Glaubt ihr, dass ein bequemer Mensch, der sich lustlos bewegt, der ungelenk ist und der nicht trainiert, bei einem internationalen Wettkampf gewinnen kann, ohne dass ein großes Wunder geschieht? Der heilige Paulus verwendet diesen Vergleich und ich genauso. Nur wer wiederholt – mal siegreich, mal unterlegen – in kleinen Dingen kämpft, die an sich nicht Sünde sind, auf denen keine strenge moralische Sanktion ruht, sondern die bloß menschliche Schwächen, mangelnde Liebe und mangelnde Großzügigkeit sind; nur jemand, der jeden Tag seine Übungen macht, wird schließlich wahrheitsgemäß sagen können, dass er ein neues Leben hat. Nur wer seine geistlichen Übungen macht, wird das schaffen.

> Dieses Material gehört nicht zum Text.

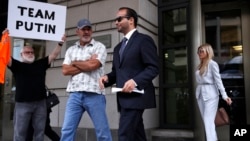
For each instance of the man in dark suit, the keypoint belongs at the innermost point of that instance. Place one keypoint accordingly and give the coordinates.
(135, 68)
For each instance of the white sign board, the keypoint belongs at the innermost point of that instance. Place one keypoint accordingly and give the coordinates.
(36, 20)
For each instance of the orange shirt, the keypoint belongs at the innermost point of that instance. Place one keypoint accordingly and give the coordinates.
(4, 54)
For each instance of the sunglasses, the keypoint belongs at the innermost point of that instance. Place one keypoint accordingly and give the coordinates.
(119, 19)
(200, 51)
(28, 52)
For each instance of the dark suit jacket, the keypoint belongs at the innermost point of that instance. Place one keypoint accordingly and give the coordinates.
(140, 63)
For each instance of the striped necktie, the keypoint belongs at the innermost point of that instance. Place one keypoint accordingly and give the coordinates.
(124, 40)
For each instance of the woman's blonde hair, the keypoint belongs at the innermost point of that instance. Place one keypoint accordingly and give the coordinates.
(204, 62)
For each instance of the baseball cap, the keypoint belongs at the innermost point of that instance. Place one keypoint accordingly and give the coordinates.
(82, 23)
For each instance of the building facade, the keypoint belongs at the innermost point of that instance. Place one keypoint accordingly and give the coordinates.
(178, 27)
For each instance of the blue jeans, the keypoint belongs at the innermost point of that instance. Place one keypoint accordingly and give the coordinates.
(24, 113)
(95, 105)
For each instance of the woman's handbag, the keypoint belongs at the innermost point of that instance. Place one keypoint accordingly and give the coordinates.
(221, 117)
(51, 99)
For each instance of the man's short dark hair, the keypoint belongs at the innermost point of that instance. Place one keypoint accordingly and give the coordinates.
(131, 13)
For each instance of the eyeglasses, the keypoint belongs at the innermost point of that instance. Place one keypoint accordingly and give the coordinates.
(200, 51)
(119, 19)
(28, 52)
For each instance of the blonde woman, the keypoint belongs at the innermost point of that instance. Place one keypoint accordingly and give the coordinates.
(208, 83)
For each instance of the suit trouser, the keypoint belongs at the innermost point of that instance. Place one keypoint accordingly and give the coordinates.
(208, 111)
(131, 127)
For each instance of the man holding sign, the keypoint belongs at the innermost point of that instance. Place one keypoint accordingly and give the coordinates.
(36, 20)
(30, 102)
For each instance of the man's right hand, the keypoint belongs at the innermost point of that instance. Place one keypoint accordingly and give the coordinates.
(102, 80)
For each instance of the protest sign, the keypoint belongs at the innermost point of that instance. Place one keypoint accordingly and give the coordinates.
(36, 20)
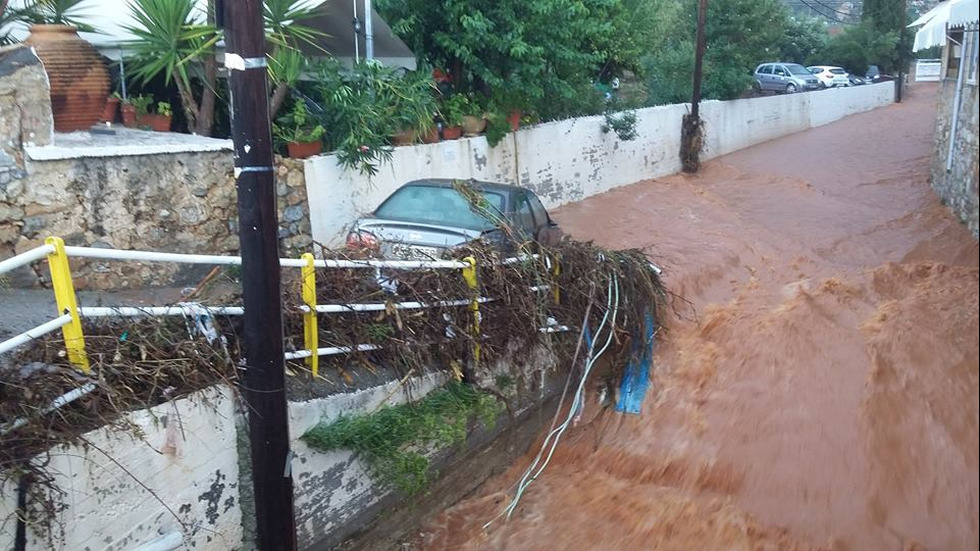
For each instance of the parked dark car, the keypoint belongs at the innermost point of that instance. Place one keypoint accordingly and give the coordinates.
(784, 77)
(424, 218)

Schaut, was der heilige Paulus sagte: »nolite conformari huic saeculo, sed reformamini in novitate sensus vestri, ut probetis quae sit voluntas Dei bona et beneplacens et perfecta«3. Versucht euch zu verändern, indem ihr eurem Leben einen neuen Sinn verleiht und das zu verstehen sucht, was gut ist, wertvoller, Gott wohlgefälliger, vollkommener, und haltet euch daran.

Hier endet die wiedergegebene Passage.